With competitors slow to respond with their own market-stabilizing shutdowns, NewPage took a more active tack this year: It bought out Domtar’s coated-groundwood (CGW) business, which ensured that the company’s only coated mill would remain idle, then reportedly did a similar deal with Kruger last month to help its Trois-Rivieres, Quebec mill exit CGW. (See NewPage Reportedly Has Deal For Kruger's Idled Machines, which, by the way, has not been confirmed or reported by other media -- or denied by the two companies.)

Other interesting factoids and statements in the NewPage filing include:
  • "We have substantial indebtedness. As of March 31, 2010, we had $3,150 million of total indebtedness and we have up to $410 million available for borrowing under our Revolver."
  • "For the year ended December 31, 2009 and the quarter ended March 31, 2010, earnings were insufficient to meet fixed charges by $363 million and $175 million, respectively."
  • Annual production capacity on its 20 machines is about 3.2 million tons of coated paper, 1.0 million tons of supercalendered paper, and 200,000 tons of specialty paper. In 2009, 58% of the coated paper was CFS and 42% CGW.
  • “Our largest customer, xpedx, a division of International Paper Company, accounted for 19% of 2009 net sales.

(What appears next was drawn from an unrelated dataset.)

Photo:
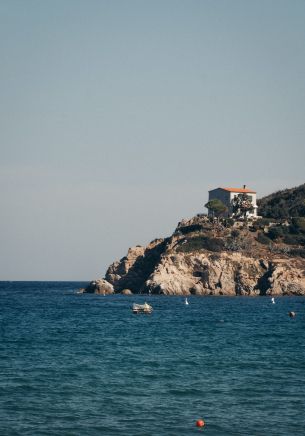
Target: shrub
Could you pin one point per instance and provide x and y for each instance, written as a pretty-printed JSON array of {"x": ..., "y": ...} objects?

Our ten largest customers (including xpedx) accounted for approximately 50% of 2009 net sales.” Other “key customers” are Condé Nast, McGraw-Hill, Meredith, News America, Pearson Education, Rodale, Time, Quad/Graphics, R.R. Donnelley, Worldcolor, Sears, Williams-Sonoma, and paper merchants Lindenmeyr and Unisource.
  • “For the year ended December 31, 2009, we produced approximately 94% of our pulp requirements, which excludes our sales of market pulp, with the remainder supplied through open market purchases and supply agreements.” NewPage sells some hardwood pulp to other companies.